Surveying the personal use of cigarette alternatives in 2013 and again in 2014, the Centers for Disease Control and Prevention report that use of e-cigarettes tripled among American youth in just one year, bringing the total number of U.S. middle school and high school-age users up to 2.4 million.
"Youth use of tobacco in any form is unsafe," according to CDC expert opinion in its Morbidity and Mortality Weekly Report. The group goes on to state, "Nicotine exposure during adolescence, a critical window for brain development, might have lasting adverse consequences for brain development, causes addiction, and might lead to sustained tobacco use."
Scientific studies on the potential health effects of e-cigarettes are ongoing. In a study in the journal Nicotine & Tobacco Research, Dr. Leon Kosmider and his team of investigators find that vapors generated by e-cigs expose users to toxic carbonyl compounds, including the recognized carcinogens formaldehyde and acetaldehyde.
While some proponents try to promote e-cig use as a potentially less toxic experience than traditional "combustible" tobacco smoking, the CDC reminds us of a fact that should be more than obvious, namely, that aerosol from these electronic nicotine delivery systems is "not as safe as clean air."
In their scientific review of e-cigarettes published in the American Heart Association journal Circulation, California researcher Dr. Rachel Grana and colleagues explain that while e-cigarettes don't release smoke, users still exhale, exposing non-using bystanders to exhaled aerosol.
"Although data are limited," the authors comment, "it is clear that e-cigarette emissions are not merely 'harmless water vapor,' as is frequently claimed, and can be a source of indoor air pollution."
The CDC has particular concerns about indoor use of these electronic devices and the possible risk of passively exposing children, pregnant women and other nonsmokers to secondhand nicotine, a psychoactive chemical known to be harmful to humans and irritating to the airways, as well as to other potentially harmful vapor components.

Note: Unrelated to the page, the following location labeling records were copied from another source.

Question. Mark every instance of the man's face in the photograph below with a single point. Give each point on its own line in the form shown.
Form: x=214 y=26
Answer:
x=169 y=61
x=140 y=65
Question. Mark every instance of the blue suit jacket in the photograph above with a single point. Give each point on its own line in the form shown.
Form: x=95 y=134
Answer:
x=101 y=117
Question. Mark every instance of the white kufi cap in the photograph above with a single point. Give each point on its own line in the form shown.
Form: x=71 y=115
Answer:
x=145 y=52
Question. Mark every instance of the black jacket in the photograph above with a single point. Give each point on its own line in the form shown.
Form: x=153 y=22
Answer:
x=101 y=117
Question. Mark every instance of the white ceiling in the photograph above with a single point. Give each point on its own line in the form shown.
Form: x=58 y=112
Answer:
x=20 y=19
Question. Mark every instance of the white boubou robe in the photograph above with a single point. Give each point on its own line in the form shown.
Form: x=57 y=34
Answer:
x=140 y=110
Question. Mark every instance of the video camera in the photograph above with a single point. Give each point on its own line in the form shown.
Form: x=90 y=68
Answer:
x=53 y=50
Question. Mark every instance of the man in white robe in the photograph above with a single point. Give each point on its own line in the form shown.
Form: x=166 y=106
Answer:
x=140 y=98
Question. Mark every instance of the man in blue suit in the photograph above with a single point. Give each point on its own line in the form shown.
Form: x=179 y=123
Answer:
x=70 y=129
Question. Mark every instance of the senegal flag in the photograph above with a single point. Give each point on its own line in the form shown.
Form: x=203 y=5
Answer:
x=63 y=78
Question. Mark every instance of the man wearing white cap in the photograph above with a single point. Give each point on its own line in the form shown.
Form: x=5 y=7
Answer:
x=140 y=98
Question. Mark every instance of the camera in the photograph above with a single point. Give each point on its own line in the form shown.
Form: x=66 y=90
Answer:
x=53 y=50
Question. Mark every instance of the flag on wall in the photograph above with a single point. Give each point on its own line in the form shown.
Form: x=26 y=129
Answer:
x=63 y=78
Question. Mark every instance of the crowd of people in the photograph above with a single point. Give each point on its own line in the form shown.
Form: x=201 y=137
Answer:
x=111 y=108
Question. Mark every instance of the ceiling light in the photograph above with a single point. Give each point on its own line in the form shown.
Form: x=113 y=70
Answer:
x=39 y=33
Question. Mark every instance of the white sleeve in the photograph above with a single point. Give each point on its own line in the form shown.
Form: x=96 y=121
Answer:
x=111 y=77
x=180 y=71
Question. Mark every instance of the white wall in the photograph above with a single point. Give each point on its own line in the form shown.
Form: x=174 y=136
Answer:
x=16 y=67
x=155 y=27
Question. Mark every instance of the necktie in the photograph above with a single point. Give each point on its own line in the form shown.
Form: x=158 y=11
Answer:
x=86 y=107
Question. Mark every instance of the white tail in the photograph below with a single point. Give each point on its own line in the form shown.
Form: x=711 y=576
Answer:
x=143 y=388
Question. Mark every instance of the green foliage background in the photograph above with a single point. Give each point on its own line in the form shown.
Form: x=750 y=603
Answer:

An additional concern, according to Dr. Elizabeth Durmowicz of the U.S. Food and Drug Administration, is the risk of accidental exposure of children to e-cigarette products. In her article in Tobacco Control, the researcher reports that high concentrations of nicotine are toxic, with the lethal nicotine dose for children a fraction of that for adults.
Nicotine is well-absorbed by the lungs, skin, and gastrointestinal tract, and ingestion of e-liquid or skin exposure to a large volume of e-liquid can lead to injury or death in young children.
• Dr. Helen Minciotti is a mother of five and a pediatrician with a practice in Schaumburg. She formerly chaired the Department of Pediatrics at Northwest Community Hospital in Arlington Heights.